Taxes Taxes taxes

Well, election day has come and gone in California, and the people have spoken. They want to take the fiscal mistakes of the past and pawn them off on the taxpayers of the future, they want to politically reward a governor who was elected on an idiotic promise--one he faithfully upheld to his credit--but that helped exacerbate the fiscal mistakes of the past, and they want to keep allowing a small minority in the state legislature to hijack the budget every year in the name of "no more taxes."

That's right. Proposition 56 failed and Propositions 57 and 58 both sailed through.

So what does this mean? It means it's time for a rant.

Liberals can talk about the way the right has poisoned the debate in this country, from Nixon's "Southern Strategy" of thinly veiled racism to gay-bashing to anti-abortion rhetoric, but the real damage--the worst damage, I will argue--they've done to society is in the right's destruction of the social contract by demonizing taxation by appealing to the selfish side of people.

The social contract--remember that? The little idea that in a society, by binding together and pooling resources we can accomplish huge tasks that none of us can handle on our own? The idea that we as a society are judged by how we treat the least among us (a concept lost on the religious right, I might add)? You know what fuels that contract, what turns it from mere rhetoric into action? Taxes.

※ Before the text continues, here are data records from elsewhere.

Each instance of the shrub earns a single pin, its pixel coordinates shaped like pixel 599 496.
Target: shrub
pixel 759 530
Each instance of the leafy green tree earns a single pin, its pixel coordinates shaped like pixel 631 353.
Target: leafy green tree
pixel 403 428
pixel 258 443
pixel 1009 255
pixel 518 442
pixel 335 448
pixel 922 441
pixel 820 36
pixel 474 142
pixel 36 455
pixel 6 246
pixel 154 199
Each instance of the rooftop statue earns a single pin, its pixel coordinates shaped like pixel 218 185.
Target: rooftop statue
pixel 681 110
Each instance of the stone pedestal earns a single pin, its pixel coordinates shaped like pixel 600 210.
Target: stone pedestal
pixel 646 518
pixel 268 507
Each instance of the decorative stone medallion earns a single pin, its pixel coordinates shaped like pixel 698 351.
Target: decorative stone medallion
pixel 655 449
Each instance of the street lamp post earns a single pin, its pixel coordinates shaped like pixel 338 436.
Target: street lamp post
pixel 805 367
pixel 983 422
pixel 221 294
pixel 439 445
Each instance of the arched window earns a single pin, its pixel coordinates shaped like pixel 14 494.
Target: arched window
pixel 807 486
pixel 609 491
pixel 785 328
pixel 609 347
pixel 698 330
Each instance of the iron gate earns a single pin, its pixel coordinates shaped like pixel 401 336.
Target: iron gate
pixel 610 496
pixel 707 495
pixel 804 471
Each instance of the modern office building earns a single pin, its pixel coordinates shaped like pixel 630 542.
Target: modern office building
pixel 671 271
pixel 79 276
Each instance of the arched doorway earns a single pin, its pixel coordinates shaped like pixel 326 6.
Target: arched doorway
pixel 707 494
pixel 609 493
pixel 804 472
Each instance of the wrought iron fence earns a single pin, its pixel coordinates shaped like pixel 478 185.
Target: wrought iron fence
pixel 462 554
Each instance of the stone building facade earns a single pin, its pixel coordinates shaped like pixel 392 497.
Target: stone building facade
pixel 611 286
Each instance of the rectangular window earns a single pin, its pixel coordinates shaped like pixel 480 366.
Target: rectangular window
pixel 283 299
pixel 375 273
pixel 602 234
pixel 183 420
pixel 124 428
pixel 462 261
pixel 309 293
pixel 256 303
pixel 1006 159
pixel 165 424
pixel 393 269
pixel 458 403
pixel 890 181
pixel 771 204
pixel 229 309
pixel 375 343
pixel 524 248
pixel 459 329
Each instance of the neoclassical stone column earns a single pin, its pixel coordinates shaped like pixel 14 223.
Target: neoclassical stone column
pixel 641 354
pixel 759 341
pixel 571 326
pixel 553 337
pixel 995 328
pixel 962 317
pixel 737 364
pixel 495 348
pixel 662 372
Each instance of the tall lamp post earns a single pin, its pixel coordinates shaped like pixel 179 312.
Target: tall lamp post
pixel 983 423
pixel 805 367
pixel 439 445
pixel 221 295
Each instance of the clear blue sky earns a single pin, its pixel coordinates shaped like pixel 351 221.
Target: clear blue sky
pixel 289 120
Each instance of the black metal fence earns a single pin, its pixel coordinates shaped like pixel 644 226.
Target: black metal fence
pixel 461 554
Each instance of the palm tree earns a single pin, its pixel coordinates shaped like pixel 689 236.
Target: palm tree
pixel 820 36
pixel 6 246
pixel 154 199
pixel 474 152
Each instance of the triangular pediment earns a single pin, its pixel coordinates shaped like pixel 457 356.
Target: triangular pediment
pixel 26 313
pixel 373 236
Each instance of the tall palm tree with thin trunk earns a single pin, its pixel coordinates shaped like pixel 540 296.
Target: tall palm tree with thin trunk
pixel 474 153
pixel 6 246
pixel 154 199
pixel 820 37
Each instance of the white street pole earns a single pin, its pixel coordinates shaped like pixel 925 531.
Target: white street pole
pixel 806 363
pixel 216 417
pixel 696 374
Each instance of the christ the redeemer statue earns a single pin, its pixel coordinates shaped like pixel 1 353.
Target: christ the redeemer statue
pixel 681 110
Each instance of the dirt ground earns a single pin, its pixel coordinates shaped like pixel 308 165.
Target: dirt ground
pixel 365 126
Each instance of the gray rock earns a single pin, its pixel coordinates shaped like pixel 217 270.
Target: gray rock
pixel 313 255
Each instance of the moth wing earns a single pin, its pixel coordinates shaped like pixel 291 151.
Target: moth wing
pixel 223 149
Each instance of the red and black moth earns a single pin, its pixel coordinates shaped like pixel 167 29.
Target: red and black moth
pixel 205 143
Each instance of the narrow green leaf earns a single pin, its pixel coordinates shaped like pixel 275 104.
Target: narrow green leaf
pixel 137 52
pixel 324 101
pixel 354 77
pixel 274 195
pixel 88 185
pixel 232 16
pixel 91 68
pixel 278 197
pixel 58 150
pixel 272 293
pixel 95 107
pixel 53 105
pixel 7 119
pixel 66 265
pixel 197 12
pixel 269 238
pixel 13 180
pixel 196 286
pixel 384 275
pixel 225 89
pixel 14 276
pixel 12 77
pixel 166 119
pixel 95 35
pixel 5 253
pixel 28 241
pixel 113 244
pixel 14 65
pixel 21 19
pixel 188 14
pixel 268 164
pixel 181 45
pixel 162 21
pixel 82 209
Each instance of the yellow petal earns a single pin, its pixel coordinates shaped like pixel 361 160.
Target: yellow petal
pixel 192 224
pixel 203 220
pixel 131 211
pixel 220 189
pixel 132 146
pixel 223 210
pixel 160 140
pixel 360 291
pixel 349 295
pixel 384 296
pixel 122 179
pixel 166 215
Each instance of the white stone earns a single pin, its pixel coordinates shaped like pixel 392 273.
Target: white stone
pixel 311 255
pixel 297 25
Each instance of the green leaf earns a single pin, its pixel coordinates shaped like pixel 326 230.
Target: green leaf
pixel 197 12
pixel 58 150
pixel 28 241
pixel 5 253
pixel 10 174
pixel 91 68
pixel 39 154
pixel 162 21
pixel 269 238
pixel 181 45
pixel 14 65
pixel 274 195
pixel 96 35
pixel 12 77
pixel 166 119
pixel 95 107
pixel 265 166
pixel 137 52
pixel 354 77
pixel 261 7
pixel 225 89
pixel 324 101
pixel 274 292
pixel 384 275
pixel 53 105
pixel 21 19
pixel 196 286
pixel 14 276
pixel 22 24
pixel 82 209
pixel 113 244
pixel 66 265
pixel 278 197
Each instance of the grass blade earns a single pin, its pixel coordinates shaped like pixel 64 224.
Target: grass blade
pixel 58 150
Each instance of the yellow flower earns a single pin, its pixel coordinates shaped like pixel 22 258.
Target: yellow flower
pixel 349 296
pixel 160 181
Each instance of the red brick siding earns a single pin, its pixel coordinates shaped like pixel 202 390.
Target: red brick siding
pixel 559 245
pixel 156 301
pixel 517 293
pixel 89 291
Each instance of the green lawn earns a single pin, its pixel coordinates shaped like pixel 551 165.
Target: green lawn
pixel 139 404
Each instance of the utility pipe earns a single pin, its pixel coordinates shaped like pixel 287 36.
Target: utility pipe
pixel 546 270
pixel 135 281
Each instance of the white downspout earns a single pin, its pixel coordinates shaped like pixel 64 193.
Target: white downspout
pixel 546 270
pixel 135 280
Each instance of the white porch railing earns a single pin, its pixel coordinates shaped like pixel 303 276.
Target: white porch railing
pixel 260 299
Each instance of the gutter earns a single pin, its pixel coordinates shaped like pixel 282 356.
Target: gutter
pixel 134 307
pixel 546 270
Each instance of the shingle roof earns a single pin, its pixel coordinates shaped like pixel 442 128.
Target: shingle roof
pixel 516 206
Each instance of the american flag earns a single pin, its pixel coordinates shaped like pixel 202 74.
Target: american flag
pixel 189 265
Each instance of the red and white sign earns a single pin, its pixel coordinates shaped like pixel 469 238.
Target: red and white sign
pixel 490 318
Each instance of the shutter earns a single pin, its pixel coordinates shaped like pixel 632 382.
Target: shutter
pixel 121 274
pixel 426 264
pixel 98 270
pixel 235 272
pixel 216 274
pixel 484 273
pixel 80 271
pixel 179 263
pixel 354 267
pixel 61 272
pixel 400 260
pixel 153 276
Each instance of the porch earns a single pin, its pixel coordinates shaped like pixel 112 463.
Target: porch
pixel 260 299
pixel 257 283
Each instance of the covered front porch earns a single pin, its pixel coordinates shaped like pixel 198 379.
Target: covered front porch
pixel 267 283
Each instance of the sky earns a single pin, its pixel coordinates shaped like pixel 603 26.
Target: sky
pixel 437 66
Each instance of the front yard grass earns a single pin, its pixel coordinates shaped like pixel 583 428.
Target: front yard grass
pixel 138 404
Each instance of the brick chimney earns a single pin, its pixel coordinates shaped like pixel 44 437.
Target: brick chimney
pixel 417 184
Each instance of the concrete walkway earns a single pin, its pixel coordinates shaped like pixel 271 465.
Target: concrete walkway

Taxes are the dues we pay in order to have an advanced society. They're not theft, and yet that is exactly how the right has portrayed them for years. You want to know why our highway system is crumbling? Why we don't have reasonable security at our nation's ports and airports? Why our border is so porous? Why our schools are falling down around our childrens' ears? It's because we have allowed the right to demonize the idea of taxation to the point where anyone who mentions a tax hike of any sort is unelectable, because even those of us who don't earn enough to pay any appreciable sort of taxes won't vote to increase them on those who will pay them.

And the problem is related to how the left has allowed the right to frame the debate.

Someone tell me what defines the "middle class" in this country. What income range is it? Because I'll be damned if I know. And that's the problem--nobody knows. Too many people assume they're in the middle class, and the upper class is playing us for fools as a result.

You want to know how to argue for tax increases in this country? Put a hard number on it. John Kerry--now that he's presumptively the nominee--ought to go on the campaign trail and tell voters this.

If you make over $150,000 a year, then you have a responsibility to pay a little more in taxes than you do right now. We've got a huge deficit, and we've got more bills coming due, and quite frankly, the folks making less than you are can't pay any more because they've been hit harder by the current economic crunch that's been worsened by those tax breaks George Bush gave you. So you've got to pony up. If you don't make $150,000 a year, your taxes won't go up. Don't worry.
If you're a corporation, you're going to be taxed on your receipts--none of this hiding profits offshore crap anymore. I'll lower the rate you have to pay, but you're going to pay it on a bigger number. You make money here, so you're going to pay taxes here.

Will we be accused of class warfare? Sure. Is that a bad thing? Only if we allow the right to define what the classes are. Last year, 50% of wage earners in the US made less than $26,000.00. Look at that number closely. How many of those people think they got a tax break from George Bush? And why do they believe it? Could it be because our own politicians are too busy playing the same word game as their "opponents" are?

So enough with this mamby-pamby bullshit. Frame the debate. Put a hard number on the tax issue and tell people below it they don't need to worry and those above it they can either contribute to something larger than themselves and pay the dues that our society needs to function, or they can vote for someone else. Most of them were planning to do that anyway.